Get only specific object within json in a data frame

I would like to import a single object from a json file into a R data frame. Normally I use fromJSON() from the jsonlite package. However now I want to load this json into a data frame and then only the object that is called plays.
If I use:
library(jsonlite)
df <- fromJSON("http://live.nhl.com/GameData/20132014/2013020555/PlayByPlay.json")
It gives a data frame containing all the objects. Is there a way to only load the plays object in the data frame? Or should I just load the complete json and restructure this within R?

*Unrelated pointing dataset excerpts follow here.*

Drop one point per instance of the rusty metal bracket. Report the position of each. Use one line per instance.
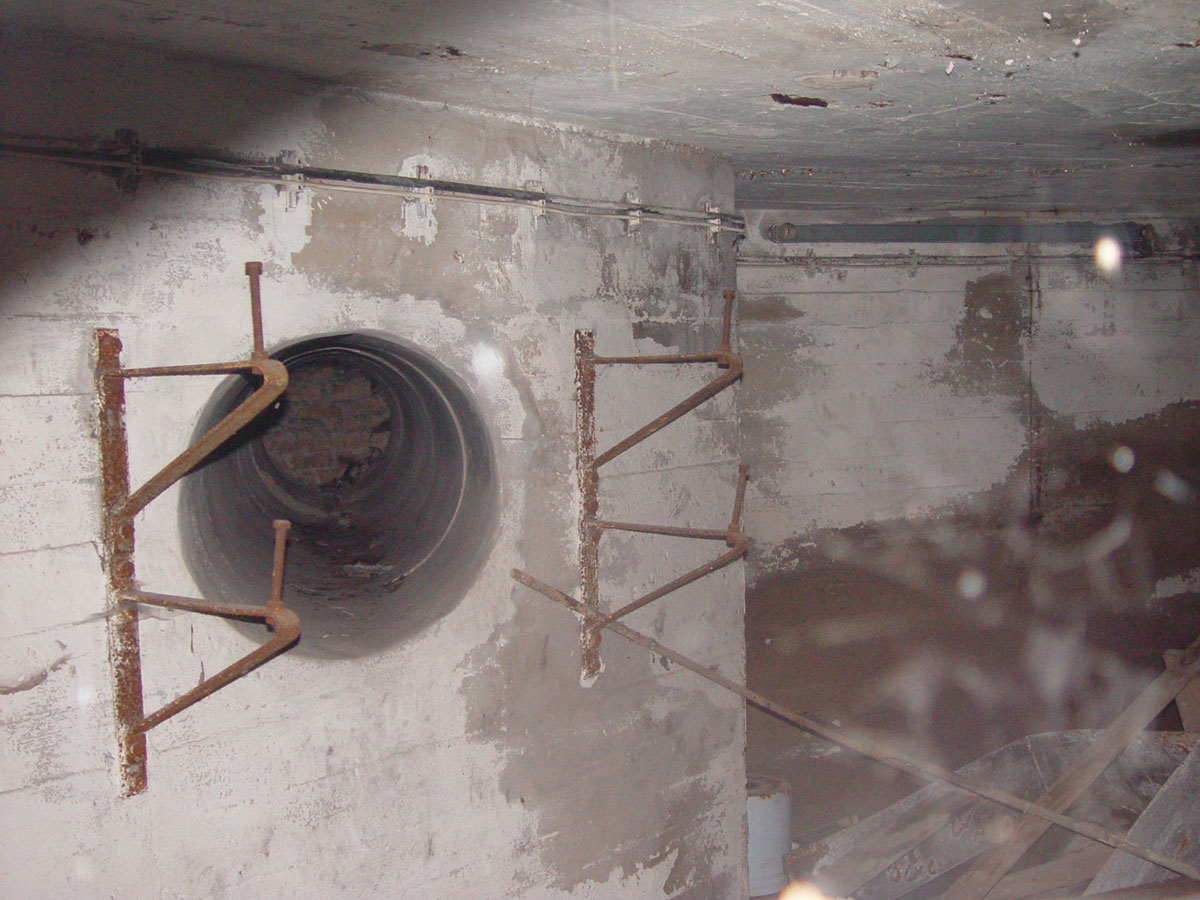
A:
(588, 479)
(119, 509)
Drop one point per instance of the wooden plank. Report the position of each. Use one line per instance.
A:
(1170, 823)
(1065, 874)
(983, 875)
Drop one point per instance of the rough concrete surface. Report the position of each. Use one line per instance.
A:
(844, 108)
(977, 511)
(466, 761)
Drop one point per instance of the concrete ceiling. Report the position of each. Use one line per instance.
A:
(841, 108)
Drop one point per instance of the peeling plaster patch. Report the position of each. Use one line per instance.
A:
(989, 354)
(521, 695)
(286, 219)
(418, 222)
(795, 100)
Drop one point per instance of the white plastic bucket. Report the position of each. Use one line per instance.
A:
(769, 832)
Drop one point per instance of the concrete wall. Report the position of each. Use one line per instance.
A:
(948, 545)
(468, 761)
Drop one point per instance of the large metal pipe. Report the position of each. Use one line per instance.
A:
(378, 456)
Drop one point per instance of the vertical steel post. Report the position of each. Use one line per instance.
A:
(589, 495)
(124, 645)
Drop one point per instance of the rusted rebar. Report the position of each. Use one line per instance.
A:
(275, 381)
(678, 411)
(732, 535)
(285, 623)
(119, 509)
(589, 493)
(124, 643)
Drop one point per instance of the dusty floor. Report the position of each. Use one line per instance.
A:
(1041, 605)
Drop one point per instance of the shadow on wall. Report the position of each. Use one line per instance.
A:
(51, 91)
(1042, 604)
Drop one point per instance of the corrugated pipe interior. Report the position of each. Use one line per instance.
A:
(381, 460)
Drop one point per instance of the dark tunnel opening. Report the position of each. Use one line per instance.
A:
(384, 467)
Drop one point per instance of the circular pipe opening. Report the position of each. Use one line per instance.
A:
(384, 467)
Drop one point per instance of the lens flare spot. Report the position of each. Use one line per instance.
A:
(1122, 459)
(1108, 255)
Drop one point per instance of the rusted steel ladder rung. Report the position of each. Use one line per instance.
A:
(732, 535)
(285, 623)
(588, 465)
(120, 507)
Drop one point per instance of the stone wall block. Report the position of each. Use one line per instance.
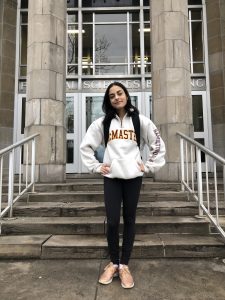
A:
(50, 8)
(160, 110)
(215, 61)
(60, 32)
(52, 112)
(218, 115)
(172, 110)
(6, 118)
(170, 170)
(164, 53)
(60, 145)
(180, 5)
(52, 173)
(8, 66)
(33, 108)
(172, 25)
(7, 100)
(60, 87)
(181, 54)
(218, 97)
(34, 57)
(7, 82)
(8, 49)
(53, 57)
(213, 28)
(45, 146)
(42, 29)
(155, 33)
(42, 84)
(9, 32)
(167, 5)
(219, 130)
(9, 13)
(35, 8)
(156, 84)
(6, 137)
(157, 7)
(215, 44)
(172, 143)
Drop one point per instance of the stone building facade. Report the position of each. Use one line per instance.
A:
(57, 58)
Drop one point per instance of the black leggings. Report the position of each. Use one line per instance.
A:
(116, 191)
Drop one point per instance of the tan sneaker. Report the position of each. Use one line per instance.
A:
(126, 278)
(110, 271)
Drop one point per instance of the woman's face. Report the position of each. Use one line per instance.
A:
(117, 97)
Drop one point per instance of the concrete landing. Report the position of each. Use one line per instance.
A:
(155, 279)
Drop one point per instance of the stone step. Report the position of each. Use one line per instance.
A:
(95, 246)
(96, 225)
(73, 196)
(85, 209)
(95, 185)
(90, 196)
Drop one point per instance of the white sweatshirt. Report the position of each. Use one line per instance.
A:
(122, 153)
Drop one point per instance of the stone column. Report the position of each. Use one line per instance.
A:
(8, 11)
(45, 106)
(216, 46)
(171, 83)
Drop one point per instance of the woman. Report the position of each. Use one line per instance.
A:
(122, 169)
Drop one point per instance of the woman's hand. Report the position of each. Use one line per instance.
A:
(141, 167)
(105, 169)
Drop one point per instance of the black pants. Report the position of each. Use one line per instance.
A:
(117, 191)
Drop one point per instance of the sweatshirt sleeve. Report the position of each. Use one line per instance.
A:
(91, 141)
(152, 138)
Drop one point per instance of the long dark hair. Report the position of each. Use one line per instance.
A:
(107, 108)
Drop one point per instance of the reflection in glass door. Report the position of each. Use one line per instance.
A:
(72, 113)
(201, 121)
(19, 125)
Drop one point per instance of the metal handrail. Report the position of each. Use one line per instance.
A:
(9, 154)
(192, 175)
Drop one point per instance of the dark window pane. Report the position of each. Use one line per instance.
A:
(23, 114)
(111, 17)
(111, 47)
(194, 2)
(197, 113)
(24, 3)
(134, 17)
(197, 46)
(70, 114)
(24, 17)
(109, 69)
(72, 69)
(69, 152)
(23, 49)
(202, 142)
(110, 3)
(196, 14)
(72, 17)
(198, 68)
(72, 49)
(146, 15)
(72, 3)
(87, 18)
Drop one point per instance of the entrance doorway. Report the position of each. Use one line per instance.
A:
(81, 111)
(202, 122)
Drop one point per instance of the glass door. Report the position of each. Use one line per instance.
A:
(19, 125)
(201, 121)
(73, 121)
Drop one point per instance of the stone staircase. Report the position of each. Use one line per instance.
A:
(68, 221)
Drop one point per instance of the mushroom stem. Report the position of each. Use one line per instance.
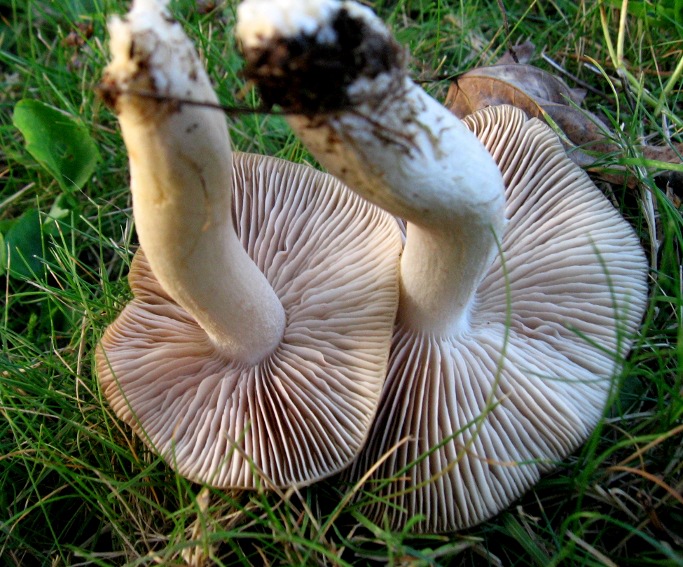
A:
(181, 176)
(372, 127)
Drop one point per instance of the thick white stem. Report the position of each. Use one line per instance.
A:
(181, 176)
(403, 151)
(371, 126)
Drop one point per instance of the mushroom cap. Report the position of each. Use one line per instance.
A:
(485, 413)
(302, 413)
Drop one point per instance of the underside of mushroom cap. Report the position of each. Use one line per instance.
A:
(485, 413)
(304, 412)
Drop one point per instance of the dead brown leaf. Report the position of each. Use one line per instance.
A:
(545, 96)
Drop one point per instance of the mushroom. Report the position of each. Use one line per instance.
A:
(522, 287)
(256, 345)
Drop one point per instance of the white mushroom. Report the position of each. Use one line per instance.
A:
(521, 286)
(257, 341)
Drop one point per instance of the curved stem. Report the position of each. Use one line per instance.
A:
(181, 175)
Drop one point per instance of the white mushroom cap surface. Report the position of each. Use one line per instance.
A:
(302, 410)
(522, 287)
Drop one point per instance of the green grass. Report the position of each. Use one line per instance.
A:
(77, 487)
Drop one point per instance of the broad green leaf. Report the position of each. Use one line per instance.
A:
(61, 215)
(58, 142)
(24, 246)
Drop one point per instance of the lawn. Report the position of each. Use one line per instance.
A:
(77, 487)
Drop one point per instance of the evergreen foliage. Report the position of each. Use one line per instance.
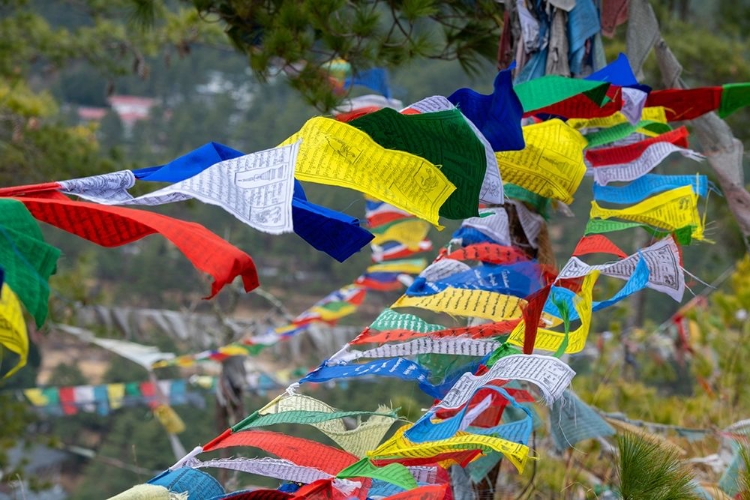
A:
(646, 470)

That does return a dataframe, although it 's kind of a mangled gemisch of list and dataframe. If you use a different package, it is just a list. Using str(df) (warning ...long output)
library(RJSONIO)
str(df)
#------------
List of 1
$ data:List of 2
..$ refreshInterval: num 0
..$ game :List of 7
.. ..$ awayteamid : num 24
.. ..$ awayteamname: chr "Anaheim Ducks"
.. ..$ hometeamname: chr "Washington Capitals"
.. ..$ plays :List of 1
.. .. ..$ play:List of 102
.. .. .. ..$ :List of 28
-----------Output truncated----------------
.... shows that the plays portions can be obtained with:
plays_out <- df$data$game$plays
I do not see that there is any advantage in trying to parse this yourself. Most of the "volume" of data is in the plays component.
When I use jsonlite::fromJSON I get a slightly different structure which is sufficiently different that I now I need to use a different call to get the plays items:
> str(df )
'data.frame': 1 obs. of 2 variables:
$ refreshInterval:List of 1
..$ data: num 0
$ game :'data.frame': 1 obs. of 7 variables:
..$ awayteamid :List of 1
.. ..$ data: num 24
..$ awayteamname:List of 1
.. ..$ data: chr "Anaheim Ducks"
..$ hometeamname:List of 1
.. ..$ data: chr "Washington Capitals"
..$ plays :'data.frame': 1 obs. of 1 variable:
.. ..$ play:List of 1
.. .. ..$ data:'data.frame': 102 obs. of 29 variables:
.. .. .. ..$ aoi :List of 102
.. .. .. .. ..$ : num 8470612 8470621 8473933 8473972 8475151 ...
.. .. .. .. ..$ : num 8459442 8467332 8467400 8471476 8471699 ...
.. .. .. .. ..$ : num 8459442 8467332 8467400 8471476 8471699 ...
.. .. .. .. ..$ : num 8459442 8467332 8467400 8471476 8471699 ...
#------snipped output------------
> length(df$game$plays)
[1] 1
> length(df$game$plays$play)
[1] 1
> length(df$game$plays$play$data)
[1] 29
I think I prefer the result from RJSONIO::fromJSON, since it doesn't add the complexity of dataframe coercion.